Arson strikes LLC: $1 million estimated damages; $12,500 reward for information

ReAnne Utemark

UPDATED: October 21 to reflect increase in reward from $5,500 to $12,500.

A fire in the north elevator in the Living Learning Center Saturday morning caused a mass evacuation of the residence hall and estimated damages of $1 million.

Before 5:45 a.m. on Saturday, Oct. 18, 396 students in the LLC left the building. According to a university press release, fire officials reported heavy smoke on the top floor when they arrived at the scene. Officials from the Washburn University Campus Police, the Kansas State Fire Marshall’s office, the Bureau of Alcohol, Tobacco, Firearms and Explosives and the City of Topeka Fire Department are continuing the investigation. As of press time, these officials ruled the fire as arson, or intentionally set. The origins of the fire were in the elevator, which is equipped with fire doors. The estimated dollar loss is $1 million and a reward of up to $12,500 may be offered to anyone with information regarding the incident.

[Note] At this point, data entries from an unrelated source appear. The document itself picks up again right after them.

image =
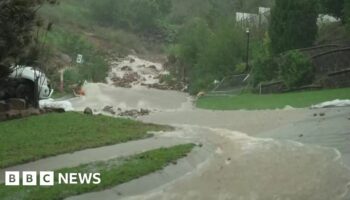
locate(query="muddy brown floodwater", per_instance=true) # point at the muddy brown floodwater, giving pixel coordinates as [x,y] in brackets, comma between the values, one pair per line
[249,155]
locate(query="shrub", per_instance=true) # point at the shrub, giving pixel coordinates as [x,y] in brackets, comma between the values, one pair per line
[265,69]
[296,69]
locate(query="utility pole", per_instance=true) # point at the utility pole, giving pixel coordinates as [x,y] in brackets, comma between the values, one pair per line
[247,56]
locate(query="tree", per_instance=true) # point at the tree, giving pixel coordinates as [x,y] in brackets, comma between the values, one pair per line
[347,13]
[296,69]
[18,19]
[333,7]
[293,24]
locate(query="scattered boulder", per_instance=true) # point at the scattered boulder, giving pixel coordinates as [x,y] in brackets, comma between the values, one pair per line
[153,67]
[88,111]
[109,109]
[135,113]
[126,68]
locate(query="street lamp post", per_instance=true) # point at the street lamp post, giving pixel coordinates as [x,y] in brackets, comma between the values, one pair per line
[247,56]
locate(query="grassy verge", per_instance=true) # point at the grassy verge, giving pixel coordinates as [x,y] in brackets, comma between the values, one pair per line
[274,101]
[113,173]
[38,137]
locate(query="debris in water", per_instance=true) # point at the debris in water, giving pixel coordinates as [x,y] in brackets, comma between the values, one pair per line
[109,109]
[88,111]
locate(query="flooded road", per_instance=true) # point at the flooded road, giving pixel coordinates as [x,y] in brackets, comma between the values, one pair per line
[254,155]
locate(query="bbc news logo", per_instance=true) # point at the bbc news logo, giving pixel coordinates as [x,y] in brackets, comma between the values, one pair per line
[47,178]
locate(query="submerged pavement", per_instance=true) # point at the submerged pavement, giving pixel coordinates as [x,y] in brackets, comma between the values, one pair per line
[294,154]
[271,154]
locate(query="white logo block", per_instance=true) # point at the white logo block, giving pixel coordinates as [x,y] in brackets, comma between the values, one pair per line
[29,178]
[12,178]
[47,178]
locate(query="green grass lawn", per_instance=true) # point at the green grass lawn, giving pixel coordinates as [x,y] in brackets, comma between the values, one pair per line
[113,173]
[273,101]
[42,136]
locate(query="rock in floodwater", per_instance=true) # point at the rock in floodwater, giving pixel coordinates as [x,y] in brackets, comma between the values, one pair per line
[88,111]
[135,113]
[109,109]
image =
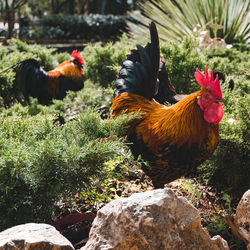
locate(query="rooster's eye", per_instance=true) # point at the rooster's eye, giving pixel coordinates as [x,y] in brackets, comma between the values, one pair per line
[75,61]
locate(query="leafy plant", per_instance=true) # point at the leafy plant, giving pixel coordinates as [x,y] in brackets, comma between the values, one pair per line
[42,163]
[177,19]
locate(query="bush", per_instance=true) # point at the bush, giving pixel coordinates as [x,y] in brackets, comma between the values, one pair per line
[40,163]
[104,62]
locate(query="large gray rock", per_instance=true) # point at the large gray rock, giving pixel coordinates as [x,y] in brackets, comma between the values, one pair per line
[33,236]
[151,220]
[242,218]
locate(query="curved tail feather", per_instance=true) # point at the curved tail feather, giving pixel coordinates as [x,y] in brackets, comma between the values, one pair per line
[140,70]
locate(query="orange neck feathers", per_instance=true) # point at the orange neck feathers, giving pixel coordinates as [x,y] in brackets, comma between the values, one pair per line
[181,123]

Freshman LLC resident Alicia Burris said the fire alarm went off and students stood outside for 45 minutes to an hour before the building was opened. The Memorial Union was opened so students could take refuge, games and as a free breakfast were also provided. Around 9:30 a.m., the WUPD began escorting students back to their rooms for car keys and necessities. Burris said students were allowed back in their rooms around noon or 1 p.m., but were directed to stay away from the lobbies where the elevator went through.

“I thought [university officials] did a good job,” said Burris. “I thought it was nice that they let the cops take us back to our room to get keys and medicine.”

Burris also said it was nice that they opened up the building because many students did not take jackets or coats with them and the morning was cold.

Authorities are investigating the incident as a crime, and Residential Assistant Angel Romero said Residential Living has posted a $500 reward for “information leading to the adjudication of anyone involved.” No injuries have been reported at this time.

Romero said there have been incidents of students in the past melting elevator buttons with lighters so they are unusable. But no connection has been confirmed between those incidents and the Saturday morning fire.

The south elevator shaft also suffered damage from the fire that caused the sprinklers to go off and the smell of smoke to run throughout the building.

Jerry Farley, university president, even made an appearance to help students ease the woes of an eventful morning.

As for Romero, he’s just glad everyone is safe and made it out of the building OK.

“It just goes to show you never know when it’s going to be the real thing,” said Romero. “Everyone should always stay vigilant.”